【发布时间】:2012-01-24 11:56:35
【问题描述】:
我有一个用 Java 编写的单线程 ActiveMQ 消费者。我要做的就是从队列中接收()一条消息,尝试将其发送到 Web 服务,如果成功则确认()它。如果 Web 服务调用失败,我希望消息保留在队列中并在超时后重新发送。
除了重新发送部分外,它或多或少都在工作:每次我重新启动消费者时,它都会为仍在队列中的每个消息获取一条消息,但在发送失败后,这些消息永远不会重新发送。
我的代码如下:
public boolean init() throws JMSException, FileNotFoundException, IOException {
ActiveMQConnectionFactory connectionFactory = new ActiveMQConnectionFactory(user, password, url);
RedeliveryPolicy policy = new RedeliveryPolicy();
policy.setInitialRedeliveryDelay(500);
policy.setBackOffMultiplier(2);
policy.setUseExponentialBackOff(true);
connectionFactory.setRedeliveryPolicy(policy);
connectionFactory.setUseRetroactiveConsumer(true); // ????

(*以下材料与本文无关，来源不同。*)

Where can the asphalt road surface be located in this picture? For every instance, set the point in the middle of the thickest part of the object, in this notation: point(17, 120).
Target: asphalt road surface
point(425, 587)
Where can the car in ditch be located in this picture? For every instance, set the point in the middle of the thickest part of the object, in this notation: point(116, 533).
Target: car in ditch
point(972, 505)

Connection connection = connectionFactory.createConnection();
connection.setExceptionListener(this);
connection.start();
session = connection.createSession(transacted, ActiveMQSession.INDIVIDUAL_ACKNOWLEDGE);
destination = session.createQueue(subject); //???

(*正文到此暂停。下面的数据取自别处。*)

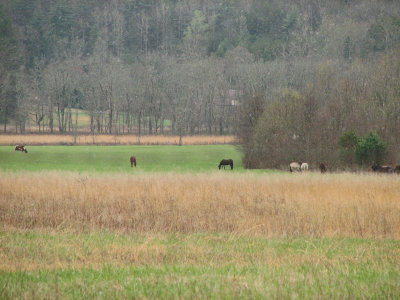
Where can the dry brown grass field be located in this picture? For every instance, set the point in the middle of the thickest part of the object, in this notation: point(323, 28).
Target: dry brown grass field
point(307, 205)
point(57, 139)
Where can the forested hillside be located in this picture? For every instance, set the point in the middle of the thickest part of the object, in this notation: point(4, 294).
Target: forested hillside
point(318, 68)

consumer = session.createConsumer(destination);
//consumer.setMessageListener(this); // message listener had same behaviour
}
private void process() {
while(true) {
System.out.println("Waiting...");
try {
Message message = consumer.receive();
onMessage(message);
} catch (JMSException e) {
e.printStackTrace();
}
try {
Thread.sleep(500);
} catch (InterruptedException e) {
e.printStackTrace();
}
}
}
@Override
public void onMessage(Message message) {
System.out.println("onMessage");
messagesReceived++;
if (message instanceof TextMessage) {
try {
TextMessage txtMsg = (TextMessage) message;
String msg = txtMsg.getText();
if(!client.sendMessage(msg)) {
System.out.println("Webservice call failed. Keeping message");
//message.
} else {
message.acknowledge();
}
if (transacted) {
if ((messagesReceived % batch) == 0) {
System.out.println("Commiting transaction for last " + batch + " messages; messages so far = " + messagesReceived);
session.commit();
}
}
} catch (JMSException e) {
e.printStackTrace();
}
}
}
我目前没有使用交易(也许我应该使用?)。
我确定我错过了一些简单的东西,很快就会拍我的额头,但我似乎无法弄清楚这应该如何工作。谢谢!
编辑:因为没有足够的代表,我自己无法回答:
好的,经过更多的实验,事实证明事务是做到这一点的唯一方法。这是新代码:
public boolean init() throws JMSException, FileNotFoundException, IOException {
ActiveMQConnectionFactory connectionFactory = new ActiveMQConnectionFactory(user, password, url);
RedeliveryPolicy policy = new RedeliveryPolicy();
policy.setInitialRedeliveryDelay(1000L);
policy.setMaximumRedeliveries(RedeliveryPolicy.NO_MAXIMUM_REDELIVERIES);
connectionFactory.setRedeliveryPolicy(policy);
connectionFactory.setUseRetroactiveConsumer(true);
Connection connection = connectionFactory.createConnection();
connection.setExceptionListener(this);
connection.start();
session = connection.createSession(transacted, ActiveMQSession.CLIENT_ACKNOWLEDGE);
destination = session.createQueue(subject);
consumer = session.createConsumer(destination);
}
@Override
public void onMessage(Message message) {
System.out.println("onMessage");
messagesReceived++;
if (message instanceof TextMessage) {
try {
TextMessage txtMsg = (TextMessage) message;
String msg = txtMsg.getText();
if(client.sendMessage(msg)) {
if(transacted) {
System.out.println("Call succeeded - committing message");
session.commit();
}
//message.acknowledge();
} else {
if(transacted) {
System.out.println("Webservice call failed. Rolling back message");
session.rollback();
}
}
} catch (JMSException e) {
e.printStackTrace();
}
}
}
现在,按照重新投递政策的规定,每 1000 毫秒重新发送一次消息。
希望这对其他人有帮助! :)
【问题讨论】:
-
确实很有帮助。谢谢!
-
哇,这救了我。显然,activemq 通常会在 10 秒左右将事情“放回队列”,除非您像以前那样指定 1。
-
对初学者很有帮助。尤其是为什么你提到
1000ms。 -
如果使用单独的确认模式(就像你原来的那样),连接必须关闭,否则 ActiveMQMessageConsumer 会认为它是重复的并自动忽略它。
-
@MartinSerrano - 谢谢!这就解释了为什么我转发的消息没有送达!